«Tout le monde a besoin d’un pantalon.» C’est une pensée partagée par de nombreux festayres à l’approche des Fêtes de Bayonne. Miren Elkegaray ainsi que huit autres mamans de l’atelier Kimuaztail, situé dans l'enceinte de l’Ikastola d’Anglet, se sont mobilisées pour créer des pantalons blancs issus de vieux draps et nappes délaissés. Ce projet permet non seulement de redonner vie à de beaux tissus, mais également à de précieuses broderies.
Toutes les pièces sont vendues à prix unique de 30 euros. «Nous avons choisi de ne pas les vendre trop cher, car ils sont souvent salissants,» explique Miren. À une semaine des festivités, seuls quelques exemplaires sur les 20 initialement confectionnés restent disponibles. «Nous sommes très surprises du succès rencontré!», ajoute-t-elle.

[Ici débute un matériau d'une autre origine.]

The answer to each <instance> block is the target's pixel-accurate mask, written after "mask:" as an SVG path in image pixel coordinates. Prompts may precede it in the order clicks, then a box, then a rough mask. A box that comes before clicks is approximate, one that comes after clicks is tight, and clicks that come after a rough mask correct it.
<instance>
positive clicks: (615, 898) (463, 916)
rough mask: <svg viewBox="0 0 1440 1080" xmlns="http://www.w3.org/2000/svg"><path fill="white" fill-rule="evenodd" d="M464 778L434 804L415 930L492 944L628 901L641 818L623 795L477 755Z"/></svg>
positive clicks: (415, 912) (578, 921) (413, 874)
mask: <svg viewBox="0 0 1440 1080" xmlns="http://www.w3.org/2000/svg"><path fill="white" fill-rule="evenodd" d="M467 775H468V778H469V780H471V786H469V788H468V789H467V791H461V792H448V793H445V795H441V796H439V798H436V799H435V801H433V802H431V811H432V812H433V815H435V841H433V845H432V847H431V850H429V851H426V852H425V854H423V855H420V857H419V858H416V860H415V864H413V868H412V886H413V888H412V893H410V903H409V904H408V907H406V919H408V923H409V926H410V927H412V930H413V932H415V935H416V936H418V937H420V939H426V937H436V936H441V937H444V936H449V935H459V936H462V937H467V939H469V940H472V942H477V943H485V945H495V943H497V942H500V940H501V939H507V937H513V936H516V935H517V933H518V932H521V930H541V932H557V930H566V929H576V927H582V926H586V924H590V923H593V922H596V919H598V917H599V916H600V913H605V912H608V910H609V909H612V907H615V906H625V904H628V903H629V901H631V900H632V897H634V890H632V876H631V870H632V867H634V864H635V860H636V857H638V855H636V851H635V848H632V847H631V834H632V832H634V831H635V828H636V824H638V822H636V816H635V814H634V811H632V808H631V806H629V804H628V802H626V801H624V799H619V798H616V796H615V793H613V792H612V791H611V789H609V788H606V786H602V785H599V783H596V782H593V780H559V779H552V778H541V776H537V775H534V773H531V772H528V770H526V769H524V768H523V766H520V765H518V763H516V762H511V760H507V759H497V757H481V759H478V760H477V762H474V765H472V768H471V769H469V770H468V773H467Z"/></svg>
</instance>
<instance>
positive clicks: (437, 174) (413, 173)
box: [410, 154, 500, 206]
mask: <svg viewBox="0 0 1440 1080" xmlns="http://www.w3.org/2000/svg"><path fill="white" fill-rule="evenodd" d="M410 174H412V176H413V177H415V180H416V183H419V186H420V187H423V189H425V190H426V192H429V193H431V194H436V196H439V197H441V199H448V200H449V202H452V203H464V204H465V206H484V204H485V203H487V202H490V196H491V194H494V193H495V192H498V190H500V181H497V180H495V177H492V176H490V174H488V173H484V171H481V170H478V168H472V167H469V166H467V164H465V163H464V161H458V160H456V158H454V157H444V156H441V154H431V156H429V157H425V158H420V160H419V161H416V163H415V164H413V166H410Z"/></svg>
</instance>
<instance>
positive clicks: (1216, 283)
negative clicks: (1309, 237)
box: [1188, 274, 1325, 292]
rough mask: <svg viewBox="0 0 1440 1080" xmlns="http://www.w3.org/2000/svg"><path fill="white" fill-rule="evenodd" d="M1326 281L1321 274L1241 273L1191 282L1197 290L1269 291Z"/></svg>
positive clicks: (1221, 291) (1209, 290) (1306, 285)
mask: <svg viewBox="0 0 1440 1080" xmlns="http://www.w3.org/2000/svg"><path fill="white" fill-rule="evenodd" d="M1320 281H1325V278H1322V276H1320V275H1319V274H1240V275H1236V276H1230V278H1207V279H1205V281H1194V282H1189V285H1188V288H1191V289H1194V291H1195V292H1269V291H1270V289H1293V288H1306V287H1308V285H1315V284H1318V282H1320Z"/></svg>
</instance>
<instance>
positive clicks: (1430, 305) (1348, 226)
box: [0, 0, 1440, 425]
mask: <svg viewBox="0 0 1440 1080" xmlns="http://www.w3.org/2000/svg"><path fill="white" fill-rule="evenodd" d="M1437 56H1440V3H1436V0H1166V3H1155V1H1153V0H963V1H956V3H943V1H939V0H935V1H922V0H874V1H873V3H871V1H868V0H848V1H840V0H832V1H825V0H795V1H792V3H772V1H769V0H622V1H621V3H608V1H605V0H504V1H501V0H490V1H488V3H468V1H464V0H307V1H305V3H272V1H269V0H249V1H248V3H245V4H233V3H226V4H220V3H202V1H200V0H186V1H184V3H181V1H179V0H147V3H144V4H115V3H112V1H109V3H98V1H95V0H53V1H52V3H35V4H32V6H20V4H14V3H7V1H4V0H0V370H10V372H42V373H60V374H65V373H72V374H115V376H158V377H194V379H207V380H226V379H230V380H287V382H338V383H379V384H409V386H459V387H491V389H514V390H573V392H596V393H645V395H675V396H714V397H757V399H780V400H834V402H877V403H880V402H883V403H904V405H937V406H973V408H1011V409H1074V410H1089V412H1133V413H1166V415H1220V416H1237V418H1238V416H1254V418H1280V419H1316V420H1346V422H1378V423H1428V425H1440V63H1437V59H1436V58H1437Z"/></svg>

Derrière le portant où reposent les derniers pantalons, de nombreuses jupes et chemises attendent leurs propriétaires. «L’idée de Kimuaztail était de créer des tenues traditionnelles pour Olentzero, car nous avions remarqué qu’aucun parent n’était habillé pour l’occasion. Cette année, la confection de pantalons nous a permis d’élargir notre clientèle», souligne Miren.
Le concept a également séduit Amandine, une saisonnière de Lyon, qui a découvert l'initiative sur Instagram. «Je travaille dans une auberge de jeunesse et j’adore cette approche de la récupération. J’ai même eu droit à une séance d’essayage et de conseils personnalisés!» Cathy, une autre cliente, préfère l’originalité des créations. «Cela change de mes jupes habituelles!»
Le succès de ces vêtements repose aussi sur le bouche-à-oreille concernant les dons de tissus. «Les gens préfèrent souvent donner plutôt que jeter, ce qui nous permet de récupérer des linges chargés d’histoires,» raconte Miren, évoquant des draps donnés par des couples ayant vidé leur maison, des objets qui peuvent avoir une valeur sentimentale.
«On préfère généralement donner que jeter, et nous, on récupère du linge qui a une histoire.»
Les bénéfices de ces ventes reviennent intégralement à l’établissement, notamment pour financer l’aide des enseignants. «Le plus gros poste de dépense concerne le paiement des assistants,» explique Margaita Luro, qui fait des retouches après sa journée de travail. Au sein de l'équipe, même ceux qui ne se considèrent pas comme de véritables couturières contribuent à cette initiative, créant une atmosphère conviviale et inclusive où chacun peut apporter sa touche.
Après un premier lancement couronné de succès, l’atelier se prépare déjà pour l’année suivante. «Nous avons reçu tant de commandes qu’il nous faut encore davantage de tissus!» conclut la couturière.